Holyrood in Edinburgh selected Plumage Archer and Chevallier malt, along with a small portion of heavily peated Highland malt, and used Edinburgh Ale Yeast for fermentation.
A distillery spokesperson notes that “Chevallier and Plumage Archer were chosen for the complex flavours and textures they impart on our spirit and as they were principal barley races of the 1920s.
“For this recipe, we exclusively pitched one of our most cherished yeast strains — Edinburgh Ale Yeast (EAY). EAY is a modern strain, which owes its origins to the homogenisation of historical Edinburgh yeasts shared amongst the breweries of the old city.”
For InchDairnie Distillery in Fife, the principal focus has been on the still in which distillation takes place, with Vessel Winter barley being processed in the distillery’s Lomond Hill still. Winter barley and brewer’s yeast had previously been trialled by InchDairnie, but never using the Lomond apparatus.
The distillate produced has been named Balgothrie, and as a spokesperson explains, “We were struck by the Champonnois still in The Distillation of Whisky book, which resembles our Lomond Hill still.
“The Champonnois still was a French construction, later adopted by German distillers, mostly used to rectify wines and marc. It was not a continuous still but a batch still, again like our Lomond Hill still. The principal aim is to understand the kind of spirit that would have been produced from this still.”

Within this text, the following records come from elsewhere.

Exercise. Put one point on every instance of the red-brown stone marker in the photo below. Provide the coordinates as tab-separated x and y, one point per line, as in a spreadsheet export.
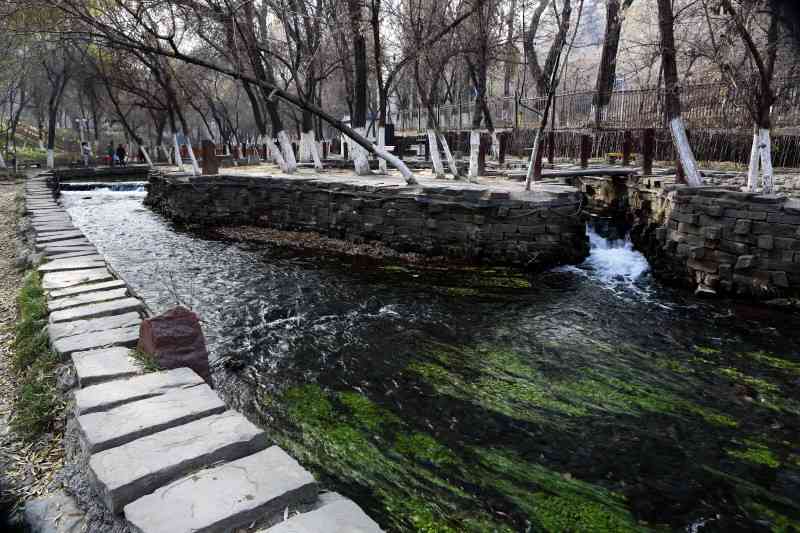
176	340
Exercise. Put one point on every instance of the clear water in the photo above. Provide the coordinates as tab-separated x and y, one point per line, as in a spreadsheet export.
587	398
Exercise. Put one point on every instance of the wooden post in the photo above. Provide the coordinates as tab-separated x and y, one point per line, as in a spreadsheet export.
648	148
586	150
627	147
210	161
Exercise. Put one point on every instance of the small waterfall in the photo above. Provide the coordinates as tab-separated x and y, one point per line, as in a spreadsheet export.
614	262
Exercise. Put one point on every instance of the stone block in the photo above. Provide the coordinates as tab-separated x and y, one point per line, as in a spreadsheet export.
765	242
338	516
100	339
745	261
95	325
96	366
713	233
86	298
62	280
97	310
72	263
109	395
225	497
108	429
742	227
124	474
780	279
90	287
176	340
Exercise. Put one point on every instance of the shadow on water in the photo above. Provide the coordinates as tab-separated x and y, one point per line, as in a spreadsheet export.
586	398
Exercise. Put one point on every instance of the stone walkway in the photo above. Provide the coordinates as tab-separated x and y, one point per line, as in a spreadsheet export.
164	449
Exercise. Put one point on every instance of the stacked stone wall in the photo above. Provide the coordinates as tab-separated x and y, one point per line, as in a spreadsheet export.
481	225
717	240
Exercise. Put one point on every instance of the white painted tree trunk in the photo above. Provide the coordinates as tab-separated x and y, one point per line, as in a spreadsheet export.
360	161
313	148
177	151
532	163
451	161
195	167
288	152
474	148
276	154
752	171
146	156
681	141
397	163
765	149
382	146
438	168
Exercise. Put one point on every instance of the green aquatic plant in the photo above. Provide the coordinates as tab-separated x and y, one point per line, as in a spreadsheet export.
551	500
756	453
425	449
773	361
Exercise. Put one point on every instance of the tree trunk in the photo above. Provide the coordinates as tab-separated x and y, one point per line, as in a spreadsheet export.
358	119
752	171
677	126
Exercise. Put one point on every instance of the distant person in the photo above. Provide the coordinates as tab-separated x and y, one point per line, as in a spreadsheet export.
121	155
86	153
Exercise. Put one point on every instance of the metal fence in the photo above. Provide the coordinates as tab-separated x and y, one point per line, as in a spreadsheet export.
709	106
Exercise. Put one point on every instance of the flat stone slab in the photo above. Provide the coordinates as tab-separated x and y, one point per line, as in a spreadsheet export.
231	495
60	265
70	251
58	236
97	366
83	312
89	341
338	516
65	242
123	474
62	280
110	395
108	429
93	325
86	298
90	287
41	227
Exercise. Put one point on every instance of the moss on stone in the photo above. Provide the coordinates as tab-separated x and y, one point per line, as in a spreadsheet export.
425	449
772	361
756	453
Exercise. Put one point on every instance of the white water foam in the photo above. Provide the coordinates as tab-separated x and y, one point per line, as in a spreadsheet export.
614	262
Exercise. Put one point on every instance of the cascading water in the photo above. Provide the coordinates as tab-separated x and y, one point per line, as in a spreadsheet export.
614	261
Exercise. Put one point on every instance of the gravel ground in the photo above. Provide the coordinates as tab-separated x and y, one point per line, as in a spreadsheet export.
26	468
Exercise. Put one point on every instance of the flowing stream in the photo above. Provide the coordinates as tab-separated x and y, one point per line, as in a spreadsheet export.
586	398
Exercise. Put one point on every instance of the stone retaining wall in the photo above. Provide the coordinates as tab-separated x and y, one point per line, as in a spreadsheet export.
454	219
718	240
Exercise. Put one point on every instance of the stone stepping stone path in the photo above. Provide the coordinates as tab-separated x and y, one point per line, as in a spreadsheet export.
163	447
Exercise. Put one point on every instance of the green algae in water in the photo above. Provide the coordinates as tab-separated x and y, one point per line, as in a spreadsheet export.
756	453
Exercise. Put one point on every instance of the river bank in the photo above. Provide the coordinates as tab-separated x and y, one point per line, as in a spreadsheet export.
586	398
27	466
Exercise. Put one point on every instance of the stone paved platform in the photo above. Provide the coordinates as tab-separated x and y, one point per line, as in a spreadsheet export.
163	447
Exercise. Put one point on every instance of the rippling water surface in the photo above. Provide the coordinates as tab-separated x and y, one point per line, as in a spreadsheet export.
586	398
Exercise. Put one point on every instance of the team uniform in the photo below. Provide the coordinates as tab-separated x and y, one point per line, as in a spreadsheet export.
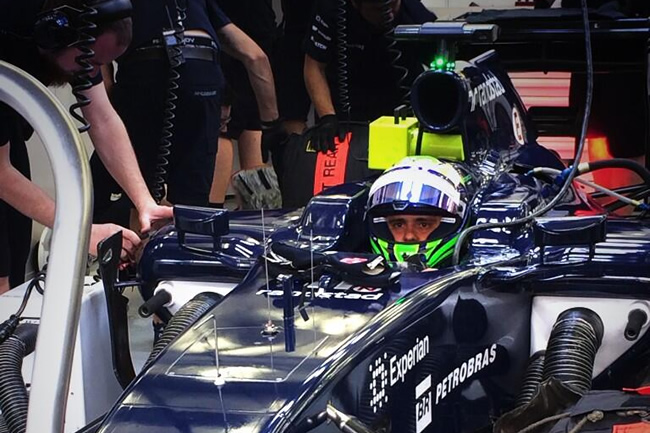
256	18
139	97
293	99
18	48
372	82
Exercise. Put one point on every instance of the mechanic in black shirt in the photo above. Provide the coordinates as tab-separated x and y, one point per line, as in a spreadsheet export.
293	99
244	106
139	94
372	80
28	41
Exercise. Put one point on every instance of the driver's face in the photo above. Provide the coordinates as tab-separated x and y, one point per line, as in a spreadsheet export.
372	10
412	228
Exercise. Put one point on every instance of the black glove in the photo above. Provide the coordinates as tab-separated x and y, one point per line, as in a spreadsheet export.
323	133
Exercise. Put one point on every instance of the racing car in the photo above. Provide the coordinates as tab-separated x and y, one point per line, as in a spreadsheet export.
301	324
312	320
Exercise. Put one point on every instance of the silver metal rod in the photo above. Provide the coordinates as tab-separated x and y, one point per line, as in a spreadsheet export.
69	251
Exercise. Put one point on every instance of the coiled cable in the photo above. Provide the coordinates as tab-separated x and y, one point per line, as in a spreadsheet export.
532	378
169	112
82	81
342	60
183	319
572	346
13	394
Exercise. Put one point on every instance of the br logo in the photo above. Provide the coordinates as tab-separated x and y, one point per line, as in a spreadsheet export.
378	382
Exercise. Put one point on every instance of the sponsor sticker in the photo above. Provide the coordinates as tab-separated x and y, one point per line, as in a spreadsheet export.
486	92
423	404
330	166
517	127
465	371
325	294
386	372
353	260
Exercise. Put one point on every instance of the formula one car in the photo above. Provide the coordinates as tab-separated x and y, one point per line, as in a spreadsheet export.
297	327
299	320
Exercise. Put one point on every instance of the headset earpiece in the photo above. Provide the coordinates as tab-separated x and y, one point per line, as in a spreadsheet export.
59	28
54	29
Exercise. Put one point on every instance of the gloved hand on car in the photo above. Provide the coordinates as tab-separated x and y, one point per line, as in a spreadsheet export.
322	134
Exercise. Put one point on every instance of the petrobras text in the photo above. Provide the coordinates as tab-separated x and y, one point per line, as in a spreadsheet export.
324	294
485	92
400	366
466	370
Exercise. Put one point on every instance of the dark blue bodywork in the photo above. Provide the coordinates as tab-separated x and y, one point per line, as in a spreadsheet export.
437	351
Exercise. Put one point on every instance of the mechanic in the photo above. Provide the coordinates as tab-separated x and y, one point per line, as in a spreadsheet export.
39	37
372	78
250	110
416	209
293	99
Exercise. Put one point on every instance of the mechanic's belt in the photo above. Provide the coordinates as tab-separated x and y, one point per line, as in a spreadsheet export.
157	52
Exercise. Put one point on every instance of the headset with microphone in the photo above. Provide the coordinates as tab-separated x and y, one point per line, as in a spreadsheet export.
61	27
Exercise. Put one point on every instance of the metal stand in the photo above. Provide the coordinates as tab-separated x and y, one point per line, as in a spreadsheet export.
69	252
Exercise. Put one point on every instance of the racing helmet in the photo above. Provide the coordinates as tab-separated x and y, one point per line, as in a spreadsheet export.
417	187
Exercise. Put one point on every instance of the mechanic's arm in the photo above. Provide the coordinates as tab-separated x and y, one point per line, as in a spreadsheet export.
112	143
30	200
239	45
22	194
317	86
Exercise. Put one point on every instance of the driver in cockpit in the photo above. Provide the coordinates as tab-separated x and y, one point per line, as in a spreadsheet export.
416	209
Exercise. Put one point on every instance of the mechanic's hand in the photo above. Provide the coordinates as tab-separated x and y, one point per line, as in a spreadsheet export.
130	240
274	137
153	214
323	133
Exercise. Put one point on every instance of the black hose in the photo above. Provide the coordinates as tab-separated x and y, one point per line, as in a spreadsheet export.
464	235
342	59
82	81
154	303
394	53
619	163
572	346
13	394
532	378
183	319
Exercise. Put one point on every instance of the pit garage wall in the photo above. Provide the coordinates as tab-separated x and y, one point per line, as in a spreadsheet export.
533	87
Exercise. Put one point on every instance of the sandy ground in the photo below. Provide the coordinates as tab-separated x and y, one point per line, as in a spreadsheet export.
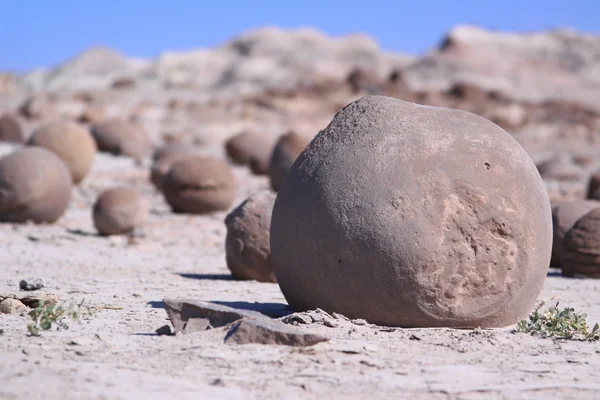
117	355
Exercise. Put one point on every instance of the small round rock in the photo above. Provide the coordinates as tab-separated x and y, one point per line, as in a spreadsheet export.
247	247
412	216
35	185
581	247
11	306
10	129
564	216
286	150
164	157
199	185
120	137
71	142
119	211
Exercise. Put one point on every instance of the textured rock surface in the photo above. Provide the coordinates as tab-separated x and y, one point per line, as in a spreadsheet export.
409	215
181	311
120	210
564	217
11	306
31	284
10	130
35	185
71	142
264	331
199	185
247	245
581	247
163	158
122	138
288	148
251	148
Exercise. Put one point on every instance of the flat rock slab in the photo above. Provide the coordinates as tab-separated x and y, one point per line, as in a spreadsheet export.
186	315
263	331
31	300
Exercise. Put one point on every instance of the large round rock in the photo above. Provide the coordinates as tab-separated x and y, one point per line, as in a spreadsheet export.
35	185
413	216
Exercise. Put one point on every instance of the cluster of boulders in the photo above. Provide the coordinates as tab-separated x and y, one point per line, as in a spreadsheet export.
396	213
36	180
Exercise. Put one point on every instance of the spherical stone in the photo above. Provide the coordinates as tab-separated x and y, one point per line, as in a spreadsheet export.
199	185
119	210
247	247
564	217
122	138
251	148
71	142
10	129
11	306
581	247
164	157
286	150
93	114
414	216
35	185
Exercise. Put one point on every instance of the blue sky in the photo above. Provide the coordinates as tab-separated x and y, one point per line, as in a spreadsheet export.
46	32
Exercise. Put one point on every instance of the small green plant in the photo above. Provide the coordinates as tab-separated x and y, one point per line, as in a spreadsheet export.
553	322
46	315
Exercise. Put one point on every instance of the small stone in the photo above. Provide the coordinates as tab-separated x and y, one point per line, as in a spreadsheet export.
564	216
288	148
263	331
120	137
31	284
199	185
10	129
35	185
180	311
119	211
72	142
247	242
164	330
251	148
581	247
11	306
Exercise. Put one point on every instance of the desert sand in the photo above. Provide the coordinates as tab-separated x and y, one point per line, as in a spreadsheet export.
116	354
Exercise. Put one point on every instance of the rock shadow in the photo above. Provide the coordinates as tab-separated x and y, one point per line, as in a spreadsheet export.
212	277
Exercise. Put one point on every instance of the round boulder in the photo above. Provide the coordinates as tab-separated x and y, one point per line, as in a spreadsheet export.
199	185
71	142
564	216
122	138
10	129
119	210
247	245
251	148
581	247
413	216
163	158
286	150
35	185
11	306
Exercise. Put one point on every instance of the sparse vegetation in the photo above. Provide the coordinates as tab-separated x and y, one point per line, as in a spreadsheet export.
553	322
44	316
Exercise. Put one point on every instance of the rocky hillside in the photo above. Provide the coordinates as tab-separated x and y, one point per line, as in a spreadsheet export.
543	87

Lochlea Distillery is located near Kilmarnock, and for the project, home-grown Laureate barley was floor-malted on-site, and brewer’s Lager yeast was employed for fermentation.
According to production director and master blender John Campbell, “Our aim was to produce a spirit that distillers and blenders from 100 years ago would recognise. We were aiming for a winter-style whisky, which has a more pronounced and developed floral character. This helped build the depth and roundness, producing a fuller-flavoured new spirit for maturation.”
An unnamed farm distillery in the heart of the Kingdom of Fife also floor-malted home-grown barley, in this case Golden Promise, and used brewer’s yeast from local breweries.
Prior to distillation, a distillery spokesperson explained that, “In my view, the big differences between now and then are the malt and yeast strains that we are using. This will be my first time using brewer’s yeast as well as my first try at floor malting.”
Having participated in the project, he added that “The learning process for floor malting proved quite steep, and I found it fascinating to see how active and vigorous brewer’s yeast was compared to distiller’s yeast during fermentation.”
One of the key drivers behind Project 1927 was Leon Kuebler, brand director at James Eadie. He declares, “Project 1927 is not just about reviving the past; it is about celebrating the enduring legacy of Scotch whisky and the innovative spirit of today’s distillers. We believe whisky enthusiasts will find these spirits as fascinating as they are unique, and we look forward to experiencing the journey together as the spirit matures.”
The James Eadie’s Project 1927 presentation box contains seven x 10cl bottles of new-make ‘spirit drink’, all at a strength of 63.4% ABV, along with a fascinating accompanying booklet. Available from www.royalmilewhiskies.com at £115 from 24th September 2024. The next release is due in 2027/28.